I am often asked in grief support groups how people without faith are able to survive. That’s easy. They do. They survive. Our neighbors and coworkers and friends without faith manage to go on even after devastating losses. That’s resilience. God programmed all of us to be resilient whether we have faith in Him or not. The difference I have observed over the years is the difference between simply surviving and the ability to thrive again. When we work together with God, we are able to do more than rebuild. We are able to rebuild with new hope, new joy, and a peace that passes all understanding. That’s what Glenn and Julie did.

 

Grief can leave us feeling drained and exhausted. At the same time, it can give us the kind of energy that leads us to feel like we just have to do something. Anything. And that’s what happened with Glenn and Julie. After much prayer, they decided to create a foundation in honor of Ian. The purpose of their foundation is to educate and provide flu vaccines. Remember that double rainbow in answer to Julie’s prayers? They named their foundation Ian’s Rainbow Flu Foundation. To learn more about Ian’s story and the foundation you can visit their website at www.iansrainbow.org. (And watch for more information about the upcoming Ian’s Rainbow Virtual Flu Walk and Drive-Thru Flu Shot Clinic on October 10, 2020.) That picture Julie’s friend took of the double rainbow is on the home page. Julie tells me through the foundation they are able to provide more than 400 flu shots per year. They have done more than simply survive. They turned their grief into helping. They are working to help other families.

 

In the book of Isaiah, the prophet notes that God promises to “comfort those who mourn … to give them … the oil of gladness instead of mourning.” (Isaiah 61:3 NRSV) By helping others, Julie and Glenn model for the rest of us how God can do just that, turn our mourning into gladness.

 

Blessings & Healing,

Vicki

 

 

Discussion questions:

 

There are four resilience practices outlined in this APA article: https://www.apa.org/topics/resilience

 

They include:

  1. Build Your Connections
  2. Foster Wellness
  3. Find Purpose
  4. Embrace Healthy Thoughts

 

Our questions this week are going to focus on building on these practices and strengthening our resiliency muscle!

 

 

  1. Can you think of a time when you hurt really bad and somehow God let you know that you were going to get through that tough time?
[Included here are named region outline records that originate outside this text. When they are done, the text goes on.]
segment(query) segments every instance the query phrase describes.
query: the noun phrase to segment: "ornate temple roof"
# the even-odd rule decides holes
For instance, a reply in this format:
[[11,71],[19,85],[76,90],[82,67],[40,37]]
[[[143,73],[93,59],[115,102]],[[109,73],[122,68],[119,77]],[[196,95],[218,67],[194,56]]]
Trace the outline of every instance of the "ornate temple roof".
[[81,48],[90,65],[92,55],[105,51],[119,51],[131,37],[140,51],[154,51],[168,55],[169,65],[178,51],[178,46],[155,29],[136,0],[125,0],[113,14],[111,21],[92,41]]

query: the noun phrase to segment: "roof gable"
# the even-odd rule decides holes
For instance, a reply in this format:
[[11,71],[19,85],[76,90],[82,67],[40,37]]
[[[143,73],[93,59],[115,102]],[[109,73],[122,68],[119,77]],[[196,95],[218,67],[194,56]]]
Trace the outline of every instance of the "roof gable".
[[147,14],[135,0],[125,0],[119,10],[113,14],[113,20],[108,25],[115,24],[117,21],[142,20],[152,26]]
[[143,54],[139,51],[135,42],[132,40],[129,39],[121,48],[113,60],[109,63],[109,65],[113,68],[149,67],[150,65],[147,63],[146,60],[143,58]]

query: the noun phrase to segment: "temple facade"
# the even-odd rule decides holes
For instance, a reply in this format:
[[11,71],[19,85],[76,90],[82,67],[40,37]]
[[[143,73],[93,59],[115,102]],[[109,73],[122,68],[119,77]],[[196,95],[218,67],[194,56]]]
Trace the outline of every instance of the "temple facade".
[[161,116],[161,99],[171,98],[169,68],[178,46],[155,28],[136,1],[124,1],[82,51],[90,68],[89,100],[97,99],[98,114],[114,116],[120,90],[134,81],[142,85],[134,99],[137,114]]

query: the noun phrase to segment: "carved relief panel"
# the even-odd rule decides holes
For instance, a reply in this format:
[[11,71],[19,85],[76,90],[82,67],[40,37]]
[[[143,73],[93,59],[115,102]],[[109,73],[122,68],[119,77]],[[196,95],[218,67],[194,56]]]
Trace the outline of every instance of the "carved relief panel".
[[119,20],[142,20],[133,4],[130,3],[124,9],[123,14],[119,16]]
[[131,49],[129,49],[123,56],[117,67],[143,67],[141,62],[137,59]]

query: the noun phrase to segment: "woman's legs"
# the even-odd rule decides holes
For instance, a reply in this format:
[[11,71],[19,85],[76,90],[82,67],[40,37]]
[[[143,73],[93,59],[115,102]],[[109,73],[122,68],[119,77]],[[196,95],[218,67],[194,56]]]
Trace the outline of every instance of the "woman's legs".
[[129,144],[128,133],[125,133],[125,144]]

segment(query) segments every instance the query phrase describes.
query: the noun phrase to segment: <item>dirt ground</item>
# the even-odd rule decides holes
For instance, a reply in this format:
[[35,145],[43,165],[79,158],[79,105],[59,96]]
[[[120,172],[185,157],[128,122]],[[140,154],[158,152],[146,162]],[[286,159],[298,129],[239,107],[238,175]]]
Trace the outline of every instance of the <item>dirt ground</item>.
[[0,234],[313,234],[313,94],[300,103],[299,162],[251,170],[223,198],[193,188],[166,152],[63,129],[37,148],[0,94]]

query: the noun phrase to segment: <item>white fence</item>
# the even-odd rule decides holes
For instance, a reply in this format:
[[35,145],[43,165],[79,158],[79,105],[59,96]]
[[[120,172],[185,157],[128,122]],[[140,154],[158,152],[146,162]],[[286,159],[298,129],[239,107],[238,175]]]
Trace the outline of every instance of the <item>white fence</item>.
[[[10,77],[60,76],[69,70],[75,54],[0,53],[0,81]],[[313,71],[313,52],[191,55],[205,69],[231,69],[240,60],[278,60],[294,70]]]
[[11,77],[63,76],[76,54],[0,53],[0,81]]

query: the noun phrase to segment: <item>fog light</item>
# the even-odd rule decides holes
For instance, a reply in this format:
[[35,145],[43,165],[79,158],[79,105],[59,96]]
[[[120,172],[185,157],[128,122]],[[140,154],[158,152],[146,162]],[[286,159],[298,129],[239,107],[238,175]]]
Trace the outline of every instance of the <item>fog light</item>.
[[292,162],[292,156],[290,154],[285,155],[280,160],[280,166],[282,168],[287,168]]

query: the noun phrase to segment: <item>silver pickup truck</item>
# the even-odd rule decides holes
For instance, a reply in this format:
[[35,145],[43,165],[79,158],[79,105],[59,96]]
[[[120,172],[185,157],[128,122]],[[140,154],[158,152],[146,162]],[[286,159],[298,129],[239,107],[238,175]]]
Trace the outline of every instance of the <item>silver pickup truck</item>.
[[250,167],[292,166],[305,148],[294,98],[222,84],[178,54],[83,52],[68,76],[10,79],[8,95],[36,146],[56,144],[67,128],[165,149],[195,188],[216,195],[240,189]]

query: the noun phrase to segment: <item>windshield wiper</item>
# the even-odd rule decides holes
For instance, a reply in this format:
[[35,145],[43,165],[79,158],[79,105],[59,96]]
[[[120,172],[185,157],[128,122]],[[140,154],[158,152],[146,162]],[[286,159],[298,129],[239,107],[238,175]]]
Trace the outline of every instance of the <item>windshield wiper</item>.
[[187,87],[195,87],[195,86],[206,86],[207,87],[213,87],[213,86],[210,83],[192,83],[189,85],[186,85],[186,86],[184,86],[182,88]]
How did God “speak” to you? Through a sign like the rainbow? Or maybe through the gentle words of a family member or a friend? If you don’t have one of these experiences, maybe someone else in your family does. Ask family members for their stories.
  2. Can you think of a time when you were tempted to focus only on the bad things going on around you instead of looking at the good things God was doing for you? Right now, try to find something in your house that will remind you that God cares about you and you can focus on Him. It might be a picture or a stuffed animal or something given to you by someone who cares about you. Place that item close to your bed so you can be reminded every day that God is with you.
  3. Think of someone else in your world right now that might be going through a tough time. Maybe a teacher stressed out about getting the school year started. Maybe a friend who has been sick this summer. What are some kind words you could send to them? Take some time to send a text message, email or a card. By reaching out to someone else, you are making a connection and you are finding a purpose for yourself. Both of these are resilience practices.